Em suas contrarrazões (ID.25532368), a apelada sustenta que os apelantes não trouxeram aos autos quaisquer provas dos pretensos prejuízos sofridos, tendo em vista as alegações genéricas da inicial, a qual defende ser inepta. Afirma que não houve falta de energia ininterrupta durante o período de 31/12/2020 a 03/01/2021, e as quedas que ocorreram em outros períodos, foram sanadas dentro do prazo regulamentar de 24 (vinte e quatro horas), conforme imagens colacionadas à petição. Aduz a ausência de reclamações, bem como ausência de responsabilidade civil.

É o quanto basta relatar, a fim de se passar ao voto, prorrogando-se, antes, a gratuidade judiciária deferida em primeiro grau, para efeito de admissão do recurso.

JuLIA Explica

 

 

 

VOTO

 

Inicialmente, cumpre salientar que relativo à inépcia da inicial alegada pela apelada em sede de contrarrazões, mantenho o entendimento exarado pelo magistrado primevo na decisão, afastando a aludida preliminar visto que a petição inicial preenche os requisitos constantes no art. 319,CPC.

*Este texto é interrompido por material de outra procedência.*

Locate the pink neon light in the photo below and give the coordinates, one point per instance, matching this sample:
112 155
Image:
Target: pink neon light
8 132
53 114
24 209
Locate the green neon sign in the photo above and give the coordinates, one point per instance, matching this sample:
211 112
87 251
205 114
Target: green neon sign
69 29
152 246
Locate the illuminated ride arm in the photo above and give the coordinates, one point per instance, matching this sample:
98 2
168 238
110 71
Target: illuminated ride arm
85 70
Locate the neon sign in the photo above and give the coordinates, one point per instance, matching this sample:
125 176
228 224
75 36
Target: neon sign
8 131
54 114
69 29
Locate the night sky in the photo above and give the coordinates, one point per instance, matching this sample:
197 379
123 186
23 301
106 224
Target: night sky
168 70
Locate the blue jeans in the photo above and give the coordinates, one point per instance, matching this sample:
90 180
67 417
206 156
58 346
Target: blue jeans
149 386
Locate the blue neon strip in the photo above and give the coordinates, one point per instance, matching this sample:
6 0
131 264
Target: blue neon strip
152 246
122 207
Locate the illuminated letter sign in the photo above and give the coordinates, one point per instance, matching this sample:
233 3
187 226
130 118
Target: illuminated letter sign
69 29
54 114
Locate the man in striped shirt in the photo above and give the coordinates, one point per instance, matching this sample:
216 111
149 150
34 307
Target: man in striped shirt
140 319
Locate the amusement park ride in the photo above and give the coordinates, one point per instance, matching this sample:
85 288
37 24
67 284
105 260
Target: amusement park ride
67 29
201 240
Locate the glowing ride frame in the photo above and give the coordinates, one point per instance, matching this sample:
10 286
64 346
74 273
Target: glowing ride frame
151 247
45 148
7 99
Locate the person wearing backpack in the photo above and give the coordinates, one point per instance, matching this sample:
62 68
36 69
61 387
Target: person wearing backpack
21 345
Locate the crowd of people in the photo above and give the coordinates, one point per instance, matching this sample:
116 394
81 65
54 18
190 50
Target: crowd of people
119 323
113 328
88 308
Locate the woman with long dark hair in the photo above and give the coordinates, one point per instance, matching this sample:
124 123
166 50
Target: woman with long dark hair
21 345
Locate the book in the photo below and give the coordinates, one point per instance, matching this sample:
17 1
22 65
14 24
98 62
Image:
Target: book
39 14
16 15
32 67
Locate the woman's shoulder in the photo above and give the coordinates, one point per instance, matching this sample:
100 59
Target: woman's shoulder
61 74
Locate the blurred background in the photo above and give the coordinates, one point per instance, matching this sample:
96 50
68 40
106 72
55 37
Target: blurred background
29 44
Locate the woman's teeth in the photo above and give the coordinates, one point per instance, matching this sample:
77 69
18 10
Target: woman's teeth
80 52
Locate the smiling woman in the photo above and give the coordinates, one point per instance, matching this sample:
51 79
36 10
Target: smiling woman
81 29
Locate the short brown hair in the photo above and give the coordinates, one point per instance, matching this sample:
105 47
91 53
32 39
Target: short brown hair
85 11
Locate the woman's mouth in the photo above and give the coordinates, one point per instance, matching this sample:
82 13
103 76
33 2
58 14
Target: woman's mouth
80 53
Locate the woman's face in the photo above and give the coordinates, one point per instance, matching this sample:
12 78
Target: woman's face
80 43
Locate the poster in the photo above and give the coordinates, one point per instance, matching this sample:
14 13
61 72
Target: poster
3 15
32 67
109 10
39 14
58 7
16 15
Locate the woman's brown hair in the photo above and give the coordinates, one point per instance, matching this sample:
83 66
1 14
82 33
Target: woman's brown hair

Pois bem, sobre a matéria objeto dos autos, trata-se da análise da falha na prestação de serviço público pela concessionária apelada, trazendo ao lume a responsabilidade civil do Estado, sob o enfoque da responsabilidade objetiva, pela ótica do art. 37, §6º, da CF, in verbis:

§ 6º As pessoas jurídicas de direito público e as de direito privado prestadoras de serviços públicos responderão pelos danos que seus agentes, nessa qualidade, causarem a terceiros, assegurado o direito de regresso contra o responsável nos casos de dolo ou culpa.

Neste diapasão, suficiente para fins de constatação da responsabilidade objetiva que haja prova do (a) ato comissivo, independentemente do elemento subjetivo do fornecedor; (b) dano; (c) nexo de causalidade entre ambos.

Compulsando-se os autos, tem-se que os apelantes alegam que a sentença merece reforma, garantindo a ocorrência de dano passível de indenização. Logo, o cerne da questão cinge-se em se verificar se a concessionária apelada apresentou falha na prestação de serviço de fornecimento de energia elétrica, que seria apto a ensejar a reparação por danos morais.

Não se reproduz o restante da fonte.